Companies interested in cooperating even with the more sophisticated programs such as Rhim's or Evans' need to understand they won't be getting fully trained workers, but truly entry-level employees. Companies seeking a cheap source of labor or who need an IT worker to fill an immediate vacancy need to be realistic. "This is not a quick fix," Rhim says.

And don't underestimate the amount of additional training that will be necessary, warns Gershia Coggs, director of the Computer-Related Training Center in Milwaukee, which has a similar program.

That's why most firms with welfare-to-work programs follow Sprint Corp.'s route.

Sprint provides enough training to bring individuals into entry-level jobs within its Kansas City, Mo.-based call center. It provides them with additional training, counseling and educational opportunities so they can advance into higher-level jobs, says Jerry Glassier, director of human resources planning and strategy/staffing at Sprint.

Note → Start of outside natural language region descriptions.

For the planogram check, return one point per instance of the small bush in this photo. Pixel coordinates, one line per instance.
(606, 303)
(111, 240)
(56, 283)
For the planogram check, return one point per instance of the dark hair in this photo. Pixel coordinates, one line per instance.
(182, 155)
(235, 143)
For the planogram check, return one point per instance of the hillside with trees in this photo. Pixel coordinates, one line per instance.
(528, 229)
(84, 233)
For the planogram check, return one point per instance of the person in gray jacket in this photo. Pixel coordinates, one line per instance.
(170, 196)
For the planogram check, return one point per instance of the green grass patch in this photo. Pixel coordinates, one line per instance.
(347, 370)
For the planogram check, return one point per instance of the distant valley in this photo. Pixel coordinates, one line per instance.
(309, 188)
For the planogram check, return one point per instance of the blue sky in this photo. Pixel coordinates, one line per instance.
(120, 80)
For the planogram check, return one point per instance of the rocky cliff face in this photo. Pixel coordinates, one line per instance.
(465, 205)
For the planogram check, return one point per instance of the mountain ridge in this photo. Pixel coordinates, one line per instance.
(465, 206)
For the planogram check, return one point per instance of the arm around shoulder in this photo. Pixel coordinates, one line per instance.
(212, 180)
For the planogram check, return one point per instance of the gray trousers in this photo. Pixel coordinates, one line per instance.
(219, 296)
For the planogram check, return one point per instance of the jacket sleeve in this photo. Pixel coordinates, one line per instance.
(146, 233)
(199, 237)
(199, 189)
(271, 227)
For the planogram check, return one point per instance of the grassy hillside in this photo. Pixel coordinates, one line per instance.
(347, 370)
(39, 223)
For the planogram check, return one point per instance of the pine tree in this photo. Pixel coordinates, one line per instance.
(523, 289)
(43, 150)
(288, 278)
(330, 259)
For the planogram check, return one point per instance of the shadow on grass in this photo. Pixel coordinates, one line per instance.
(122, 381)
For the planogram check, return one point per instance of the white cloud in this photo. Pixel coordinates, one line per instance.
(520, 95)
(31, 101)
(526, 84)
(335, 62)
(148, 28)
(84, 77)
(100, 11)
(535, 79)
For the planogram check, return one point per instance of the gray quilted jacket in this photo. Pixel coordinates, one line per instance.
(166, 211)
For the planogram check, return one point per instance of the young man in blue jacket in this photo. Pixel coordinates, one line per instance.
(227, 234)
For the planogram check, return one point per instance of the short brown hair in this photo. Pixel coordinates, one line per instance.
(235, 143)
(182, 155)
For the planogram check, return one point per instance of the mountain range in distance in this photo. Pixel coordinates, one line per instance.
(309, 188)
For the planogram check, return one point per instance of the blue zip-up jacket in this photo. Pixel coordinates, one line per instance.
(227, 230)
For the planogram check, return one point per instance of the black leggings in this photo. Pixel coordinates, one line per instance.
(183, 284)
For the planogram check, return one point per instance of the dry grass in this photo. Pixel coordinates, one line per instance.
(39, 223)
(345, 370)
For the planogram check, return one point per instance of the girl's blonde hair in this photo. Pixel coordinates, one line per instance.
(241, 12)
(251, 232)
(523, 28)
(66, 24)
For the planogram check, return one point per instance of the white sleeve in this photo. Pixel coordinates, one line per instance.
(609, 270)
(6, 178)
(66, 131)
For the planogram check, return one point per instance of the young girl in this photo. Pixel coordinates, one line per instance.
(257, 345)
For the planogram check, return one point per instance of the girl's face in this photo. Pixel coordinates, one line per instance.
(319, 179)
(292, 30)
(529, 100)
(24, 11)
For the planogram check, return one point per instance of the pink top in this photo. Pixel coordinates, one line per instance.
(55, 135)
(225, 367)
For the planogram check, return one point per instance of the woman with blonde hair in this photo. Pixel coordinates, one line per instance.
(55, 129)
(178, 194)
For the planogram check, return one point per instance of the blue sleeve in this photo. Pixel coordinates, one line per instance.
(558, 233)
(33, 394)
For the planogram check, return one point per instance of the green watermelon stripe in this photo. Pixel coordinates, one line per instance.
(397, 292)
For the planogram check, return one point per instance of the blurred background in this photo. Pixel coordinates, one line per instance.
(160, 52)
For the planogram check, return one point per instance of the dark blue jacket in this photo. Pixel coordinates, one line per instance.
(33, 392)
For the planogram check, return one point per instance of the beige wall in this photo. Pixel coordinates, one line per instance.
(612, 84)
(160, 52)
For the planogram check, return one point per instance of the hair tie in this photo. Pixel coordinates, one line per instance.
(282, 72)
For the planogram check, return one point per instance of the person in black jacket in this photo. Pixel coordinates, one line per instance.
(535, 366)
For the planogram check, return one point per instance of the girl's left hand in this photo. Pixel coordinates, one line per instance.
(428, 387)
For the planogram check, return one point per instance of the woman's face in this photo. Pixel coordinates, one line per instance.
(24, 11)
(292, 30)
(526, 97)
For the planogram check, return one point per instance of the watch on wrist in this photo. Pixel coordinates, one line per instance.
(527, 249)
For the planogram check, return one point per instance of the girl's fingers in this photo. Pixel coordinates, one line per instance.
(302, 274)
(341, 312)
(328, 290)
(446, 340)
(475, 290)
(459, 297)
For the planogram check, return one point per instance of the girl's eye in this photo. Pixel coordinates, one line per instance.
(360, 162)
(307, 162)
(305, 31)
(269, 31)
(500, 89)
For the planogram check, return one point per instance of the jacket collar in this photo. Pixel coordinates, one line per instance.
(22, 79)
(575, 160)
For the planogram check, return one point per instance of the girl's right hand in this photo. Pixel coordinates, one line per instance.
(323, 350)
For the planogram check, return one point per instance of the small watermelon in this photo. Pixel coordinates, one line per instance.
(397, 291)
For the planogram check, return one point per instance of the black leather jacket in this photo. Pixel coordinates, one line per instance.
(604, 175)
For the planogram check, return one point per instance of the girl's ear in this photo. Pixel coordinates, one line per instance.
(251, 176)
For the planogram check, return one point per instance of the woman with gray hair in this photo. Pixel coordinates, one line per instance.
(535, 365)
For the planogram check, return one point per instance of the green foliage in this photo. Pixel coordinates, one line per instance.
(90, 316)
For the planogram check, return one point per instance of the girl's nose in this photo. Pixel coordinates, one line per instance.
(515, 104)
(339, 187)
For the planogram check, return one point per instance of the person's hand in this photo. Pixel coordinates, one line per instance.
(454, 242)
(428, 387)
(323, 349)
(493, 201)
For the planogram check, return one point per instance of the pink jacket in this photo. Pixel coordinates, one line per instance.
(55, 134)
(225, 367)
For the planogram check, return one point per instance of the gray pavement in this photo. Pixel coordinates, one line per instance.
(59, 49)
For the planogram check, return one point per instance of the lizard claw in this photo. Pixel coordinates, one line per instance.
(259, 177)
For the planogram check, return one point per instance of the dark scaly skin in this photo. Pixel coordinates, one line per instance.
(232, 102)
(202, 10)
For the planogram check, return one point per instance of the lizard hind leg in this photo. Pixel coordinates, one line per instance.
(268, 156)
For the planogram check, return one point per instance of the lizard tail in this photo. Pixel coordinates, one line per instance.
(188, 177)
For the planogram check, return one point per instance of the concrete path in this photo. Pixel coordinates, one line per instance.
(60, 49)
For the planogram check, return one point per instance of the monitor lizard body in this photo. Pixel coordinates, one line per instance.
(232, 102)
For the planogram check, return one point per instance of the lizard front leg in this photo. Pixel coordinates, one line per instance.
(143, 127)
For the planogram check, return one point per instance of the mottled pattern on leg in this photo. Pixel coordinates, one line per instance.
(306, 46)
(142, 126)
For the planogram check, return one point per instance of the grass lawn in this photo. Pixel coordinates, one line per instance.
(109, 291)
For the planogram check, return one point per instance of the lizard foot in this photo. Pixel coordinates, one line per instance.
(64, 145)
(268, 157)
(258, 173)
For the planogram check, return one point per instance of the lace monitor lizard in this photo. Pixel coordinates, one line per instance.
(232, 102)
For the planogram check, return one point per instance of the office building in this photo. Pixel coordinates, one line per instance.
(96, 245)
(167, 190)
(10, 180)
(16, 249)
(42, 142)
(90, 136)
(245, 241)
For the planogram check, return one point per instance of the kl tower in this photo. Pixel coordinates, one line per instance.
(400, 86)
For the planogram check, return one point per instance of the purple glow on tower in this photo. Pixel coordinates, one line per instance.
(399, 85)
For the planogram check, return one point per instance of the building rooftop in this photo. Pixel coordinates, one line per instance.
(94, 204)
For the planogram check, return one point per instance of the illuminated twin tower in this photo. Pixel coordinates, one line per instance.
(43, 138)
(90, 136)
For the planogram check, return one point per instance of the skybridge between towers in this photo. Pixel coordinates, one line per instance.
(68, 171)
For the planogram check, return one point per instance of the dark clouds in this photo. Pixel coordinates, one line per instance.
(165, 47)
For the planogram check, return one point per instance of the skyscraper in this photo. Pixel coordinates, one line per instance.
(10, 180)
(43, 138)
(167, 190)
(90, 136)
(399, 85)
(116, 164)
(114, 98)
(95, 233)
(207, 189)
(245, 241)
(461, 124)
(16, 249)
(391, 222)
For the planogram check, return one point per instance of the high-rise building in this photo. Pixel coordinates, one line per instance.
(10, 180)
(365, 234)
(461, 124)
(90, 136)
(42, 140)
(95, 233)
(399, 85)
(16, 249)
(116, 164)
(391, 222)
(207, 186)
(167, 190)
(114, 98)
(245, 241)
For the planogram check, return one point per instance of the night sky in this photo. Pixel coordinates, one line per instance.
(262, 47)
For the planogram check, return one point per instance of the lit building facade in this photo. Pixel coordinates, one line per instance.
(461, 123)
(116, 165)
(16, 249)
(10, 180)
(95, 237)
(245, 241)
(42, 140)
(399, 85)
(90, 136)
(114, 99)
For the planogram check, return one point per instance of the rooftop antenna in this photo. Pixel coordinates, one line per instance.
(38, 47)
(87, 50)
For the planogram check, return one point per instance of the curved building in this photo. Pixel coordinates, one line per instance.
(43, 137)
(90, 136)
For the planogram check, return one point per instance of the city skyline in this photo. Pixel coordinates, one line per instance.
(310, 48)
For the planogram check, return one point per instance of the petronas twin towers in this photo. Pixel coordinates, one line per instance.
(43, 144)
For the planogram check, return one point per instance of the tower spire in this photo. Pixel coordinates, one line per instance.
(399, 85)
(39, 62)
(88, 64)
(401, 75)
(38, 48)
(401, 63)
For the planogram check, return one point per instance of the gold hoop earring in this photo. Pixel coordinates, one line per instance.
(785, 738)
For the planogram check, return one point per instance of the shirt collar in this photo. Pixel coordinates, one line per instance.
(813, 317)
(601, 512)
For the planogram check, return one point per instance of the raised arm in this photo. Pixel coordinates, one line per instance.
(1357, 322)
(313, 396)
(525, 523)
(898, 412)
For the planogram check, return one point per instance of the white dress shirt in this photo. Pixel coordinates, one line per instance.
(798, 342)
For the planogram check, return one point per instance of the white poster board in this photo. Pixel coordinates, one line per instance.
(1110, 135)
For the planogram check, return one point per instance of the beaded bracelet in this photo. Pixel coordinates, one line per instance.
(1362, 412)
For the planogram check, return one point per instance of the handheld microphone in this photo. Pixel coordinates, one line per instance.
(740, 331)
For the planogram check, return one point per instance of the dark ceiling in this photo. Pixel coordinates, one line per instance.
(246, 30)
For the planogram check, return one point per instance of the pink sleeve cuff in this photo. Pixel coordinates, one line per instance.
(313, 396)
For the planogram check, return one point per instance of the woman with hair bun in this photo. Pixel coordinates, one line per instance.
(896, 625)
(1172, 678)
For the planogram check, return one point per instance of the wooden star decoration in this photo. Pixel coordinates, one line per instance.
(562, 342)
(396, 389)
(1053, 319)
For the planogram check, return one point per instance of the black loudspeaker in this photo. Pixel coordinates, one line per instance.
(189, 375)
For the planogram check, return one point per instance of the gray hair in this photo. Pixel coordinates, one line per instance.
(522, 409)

Because Sprint's welfare-to-work program participants are just now finishing up their first full year of employment, "I anticipate we'll see people beginning to take advantage of these funds and see them moving on to other jobs within Sprint," Glassier says.

Key to the success of the program is that Sprint, in addition to providing the skills training needed to do the work, has put its human resources personnel, call-center supervisors and managers through training so they understand the special needs of those workers. In addition, the workers are provided with peer mentors whom they can approach with questions they might not want to ask of a supervisor.

Indeed, the most successful welfare-to-work programs put such solid support structures in place, MacArthur says.

"You have to understand: Many of these people have never held a job before," Glassier says. Steven Wing, director of government hiring programs at CVS Corp., based in Woonsocket, R.I., says benefits abound for private firms that hire former welfare recipients. CVS has hired 1,578 such individuals in the past two years and still employs 1,014 of them. That's a 64% retention rate. "In our line of business, those are great statistics," he says.

As at other firms, workers are hired into entry-level positions in CVS' retail pharmacies. But many have moved up into administrative positions; inevitably, they will find their way into IT and other advanced functions. Wing remembers one of the first employees hired, who graduated to working in customer service in the corporate office. She had two kids who had refused to go food shopping with her when she was on welfare because they were too embarrassed to be seen paying with food stamps.

"The first week this woman got a paycheck, the kids were waiting in the car when she got home they wanted to go to the store with her when she paid actual cash," Wing says. "When you hear stories like this, you know it's much bigger than just hiring or retaining an employee."

LaPlante is a freelance writer in Woodside, Calif.